Bad decision: Turinui’s selections were Makybe Diva, She’s Archie, Jardines Lookout, Pentastic and Frightening.
“Makybe Diva comes through, I’m just running around, I’ve won $16,000, it’s probably my whole contract at the Waratahs,” Turinui recalls.
“The trifecta pays $12,000, 1.66 times so about $20,000. So I’ve won $36,000, Jeremy Paul says ‘mate, tell Beaver (Jones), give him $500 and go down to the pub, just miss training and pay the fine.’ And I said ‘oh, my first four tickets are live, I’ve still got two horses here for first four.’ No-one knew what was happening, they’re interviewing the trainer, everyone’s cheering.”

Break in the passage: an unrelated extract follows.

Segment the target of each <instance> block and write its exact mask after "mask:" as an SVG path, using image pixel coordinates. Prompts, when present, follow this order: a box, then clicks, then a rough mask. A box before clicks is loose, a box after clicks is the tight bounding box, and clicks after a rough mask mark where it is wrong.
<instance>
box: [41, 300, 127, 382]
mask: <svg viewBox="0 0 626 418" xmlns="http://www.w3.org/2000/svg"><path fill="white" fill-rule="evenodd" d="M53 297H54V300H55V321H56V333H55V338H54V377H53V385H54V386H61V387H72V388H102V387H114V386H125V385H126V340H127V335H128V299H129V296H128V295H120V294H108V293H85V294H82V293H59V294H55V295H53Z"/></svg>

But with so much going on Turinui didn’t quite know how much he had won as Jones came to crash the party.
“Eddie Jones gets up and goes ‘Morgan mate, it’s time to start training mate, we really need to focus now, preparing for Scotland this weekend mate. So you’ve had a good win, really important mate that you train well. Train well, be mature about it mate.’
“So alright, Beaver goes through the team, the team’s announced, I didn’t even hear the team announced, we’re all laughing up the back, no-one cares,” Turinui said.
“I could feel the weight in my pockets already, the cash. And then the great Wallaby manager Phil Thomson steps outside, comes back in, we’re ready to train.
“He goes ‘oh Morgs, what did you have?’ I said ‘I’ve got Pentastic and Frightening I think it is for fourth.’ And he goes ‘are you sure?’
“I said ‘yeah’ and he goes ‘well Pentastic’s run fourth and the first four has paid $105,000.’ And so the room has just gone bananas.”
But while most Australians in that situation would be shouting the bar, the Wallabies do have the small matter of a World Cup quarterfinal to prepare for.
Turinui “somehow” gets through the session before Jones lines the happy punter up once more.
“He comes up to me and goes ‘mate, you trained that badly, I thought you had 120 grand in your pockets, mate. You’re a disgrace mate. Mate, the players don’t even want you here, mate. If you’re not serious about rugby go and be a professional punter, mate. No-one here cares.’
“But the good thing about Beaver is that half an hour later he forgets about it and has a beer with you.”
Turinui didn’t reveal what he spent his winnings on, other than to say: “that’s about one term of Sydney’s private school fees.”